As illustrated in Figure 1, the use of DopBP is a poor surrogate of MAP as pulsatility increases. In a well-conducted contemporary study, Lanier et al.5 previously demonstrated that DopBP correlated more closely to SBP than MAP, our findings in this regard should be considered confirmatory. Expanding upon this observation, and using the presence or absence of a palpable radial pulse, we are able to dichotomize patients into two groups along the pulsatility spectrum: 1) pulse present – DopBP reflects SBP and 2) pulse absent – DopBP reflects MAP (Figure 3). We have additionally validated this premise by demonstrating that the presence of a palpable pulse is indeed linearly associated with increasing PP. Finally, we found that there is moderate interobserver agreement among a variety of HCPs (physicians and nurses) in their ability to palpate a pulse in CF-LVAD patients. This suggests a promising prospect for its appropriateness as a tool in clinical practice. Given the findings of this study, we feel that larger studies examining a palpable pulse and BP management are now necessary. In fact, at present, there is no prospective study on BP management despite strong retrospective data demonstrating the importance of BP control in mitigating adverse events.15,16
The HMII PI is one of the commonly used noninvasive measures of pulsatility, and multiple studies have used PI as the marker of pulsatility. Nonetheless, to our knowledge, the relationship between PI and PP has never been explored. Our data are therefore notable as the first to validate that the HMII PI has an association with pulsatility. Finally, our data did not find an association between AVO and PP. This important finding emphasizes the difference between PP peripherally and the pressure gradient across the aortic valve. As seen in Figure 5, there are patients with very low PP who are able to open the aortic valve, whereas on the other hand, some patients with very high PP do not open their aortic valve. This may also explain why the association between AVO and arterio-venous malformation is less robust than the HMII PI.

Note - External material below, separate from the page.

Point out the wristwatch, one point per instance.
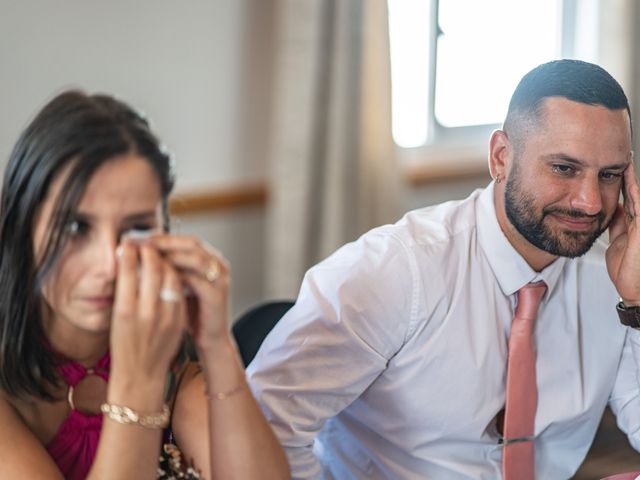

Our study has a number of limitations that are worth mentioning. First, as is common to most LVAD studies, the small sample size, in addition to being from a single center, may limit the generalizability of the findings. Similarly, study assessments were repeated multiple times on the same subjects, and although this was accounted for in most of the analysis, the combination with a small cohort could have significantly affected the results as the potential for very few patients contributing more observations is high, especially in the case of some of the subgroup analyses. Finally, it is not clear that PP as the gold standard assessment of pulsatility during CF-LVAD support is adequate to explain the hemodynamics and physiologic response at the end-organ and cellular level. Some authors have advocated the use of measures of hemodynamic energy changes during the cardiac cycle such as energy equivalent pressure or surplus hemodynamic energy.17
Despite these limitations, our findings may have a significant impact on the management of patients with CF-LVAD and in further understanding adverse events associated with CF-LVAD. We have highlighted how assessment of the radial pulse can be important in longitudinal outpatient BP management. In addition, we are the first to systematically evaluate the relationship of noninvasive measures of pulsatility, notably finding that HMII PI is a potential surrogate.
In conclusion, a palpable pulse and the HMII PI are reliable noninvasive measures of pulsatility in patients with a CF-LVAD. Incorporating a palpable radial pulse into the algorithm of BP management as illustrated in Figure 5 may be important for optimal treatment and to negate adverse events.